Примечательно, что у продолжателей Некрасова 1870–1880‐х годов (и далее) этот бодрый оптимизм иссякает довольно рано, а скорбь держится прочно – традиция элегического настроения сильна:

Разыграйся, непогодушка, Ветер, жалобно завой, Что пришла ко мне невзгодушка, И поник я головой… (Дрожжин, «Лучинушка»);

Придорожну скатну ягоду Топчут конник, пешеход, – По двадцатой красной осени Парня гонят во поход… (Клюев, «Недозрелую калинушку…»);

И была, мол, смелость бойкая, Да затоптана судьбой; И была, мол, воля стойкая, Да разбита злой нуждой… (Суриков, «Покойник»);

Давят грудь рыданья страстные, Встала дум мятежных рать… Приходи, моя прекрасная, Вместе мыслить и страдать!.. (Якубович, «Тревога»).
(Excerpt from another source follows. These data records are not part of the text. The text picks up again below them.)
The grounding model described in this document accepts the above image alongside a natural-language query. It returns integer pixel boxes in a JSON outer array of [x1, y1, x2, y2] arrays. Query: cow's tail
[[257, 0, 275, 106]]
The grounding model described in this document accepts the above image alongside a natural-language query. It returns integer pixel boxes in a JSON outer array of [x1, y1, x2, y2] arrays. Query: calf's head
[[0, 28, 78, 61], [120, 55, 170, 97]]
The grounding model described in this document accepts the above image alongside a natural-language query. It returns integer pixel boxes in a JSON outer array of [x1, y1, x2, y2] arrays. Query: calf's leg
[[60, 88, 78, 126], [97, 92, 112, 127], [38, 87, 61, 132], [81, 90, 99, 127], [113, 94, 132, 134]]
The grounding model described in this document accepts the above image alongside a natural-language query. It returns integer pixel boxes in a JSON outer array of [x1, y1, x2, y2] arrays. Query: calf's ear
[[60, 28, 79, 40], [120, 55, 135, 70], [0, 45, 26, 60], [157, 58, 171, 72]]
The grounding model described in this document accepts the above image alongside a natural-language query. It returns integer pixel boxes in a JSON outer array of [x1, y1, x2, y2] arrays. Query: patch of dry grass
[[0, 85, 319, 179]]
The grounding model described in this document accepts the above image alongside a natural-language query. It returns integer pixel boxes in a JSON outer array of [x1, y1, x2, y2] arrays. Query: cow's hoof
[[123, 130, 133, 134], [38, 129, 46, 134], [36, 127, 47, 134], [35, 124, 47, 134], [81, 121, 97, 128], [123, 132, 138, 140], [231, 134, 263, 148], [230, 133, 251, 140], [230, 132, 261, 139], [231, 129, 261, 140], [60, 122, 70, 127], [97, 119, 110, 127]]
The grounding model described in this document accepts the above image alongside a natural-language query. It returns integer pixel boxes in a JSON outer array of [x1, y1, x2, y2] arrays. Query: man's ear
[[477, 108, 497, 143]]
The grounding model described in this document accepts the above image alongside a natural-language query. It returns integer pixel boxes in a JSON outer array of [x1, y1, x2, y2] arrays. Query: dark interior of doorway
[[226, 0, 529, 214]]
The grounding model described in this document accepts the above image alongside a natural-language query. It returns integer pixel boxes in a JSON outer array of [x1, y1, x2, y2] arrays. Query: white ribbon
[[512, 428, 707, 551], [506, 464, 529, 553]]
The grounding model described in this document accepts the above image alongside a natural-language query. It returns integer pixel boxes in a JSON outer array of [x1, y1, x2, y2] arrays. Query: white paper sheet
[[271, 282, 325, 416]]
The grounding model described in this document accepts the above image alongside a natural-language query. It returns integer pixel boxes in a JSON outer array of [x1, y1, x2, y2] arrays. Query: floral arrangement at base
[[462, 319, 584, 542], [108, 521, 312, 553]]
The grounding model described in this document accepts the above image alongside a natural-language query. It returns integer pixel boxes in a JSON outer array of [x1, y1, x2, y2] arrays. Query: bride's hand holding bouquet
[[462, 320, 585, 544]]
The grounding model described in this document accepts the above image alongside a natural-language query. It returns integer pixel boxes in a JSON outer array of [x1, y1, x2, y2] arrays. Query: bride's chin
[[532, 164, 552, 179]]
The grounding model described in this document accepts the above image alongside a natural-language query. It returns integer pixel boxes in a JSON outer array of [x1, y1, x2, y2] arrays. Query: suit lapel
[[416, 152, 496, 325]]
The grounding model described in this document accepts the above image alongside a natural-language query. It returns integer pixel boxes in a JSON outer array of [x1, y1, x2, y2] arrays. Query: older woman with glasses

Но в целом 4-ст. хорей с рифмовкой ДМДМ не сросся прочно с крестьянской тематикой: здесь он сильно отступает перед 4-ст. хореем со сплошными дактилическими окончаниями ДДДД (с рифмовкой АВАВ, ХАХА, ААВВ; это – не что иное, как тот же размер «Ильи Муромца», разбавленный рифмами), лучшие образцы которого дал тот же Некрасов в «Орине, матери солдатской», «Калистрате», «Думе» («Сторона наша убогая…») и который стал затем самым ходовым размером у Никитина, Сурикова, Дрожжина и прочих поэтов, выработав свою систему метрико-синтаксических штампов, на которой мы здесь останавливаться не можем.

Что касается юмористической поэзии середины XIX века, то здесь один из первых образцов нашего размера тоже дал Некрасов – это «Филантроп» (1853):

Частию по глупой честности, Частию по простоте – Пропадаю в неизвестности, Пресмыкаюсь в нищете!..

Здесь несомненно влияние «водевильного» и «фельетонного» 3-ст. ямба с рифмовкой ДМДМ («Говорун» и т. п.), о котором еще будет у нас речь: семантическая близость 3-ст. ямба и 4-ст. хорея на всем протяжении истории русского стиха (с «анакреонтики» XVIII века) хорошо известна. Мы находим наш размер у Курочкина («…Ах, зачем же я читал Господина Аскоченского Назидательный журнал!»), у Гольцмиллера («Чем не гражданин?»), у Добролюбова («Средь Акрополя разбитого…» – с ощутимой пародией на элегическую традицию), у А. К. Толстого («Разных лент схватил он радугу…» – с блестящими дактилическими созвучиями). Любопытно, что тот же А. К. Толстой применяет тот же размер и в патетичнейшем месте «Иоанна Дамаскина» («Тот, кто с вечною любовию Воздавал за зло добром…»); очевидно, старая и новая семантические традиции в этом размере существовали для него столь же раздельно, сколь и для Некрасова, автора и «Коробейников», и «Трех элегий».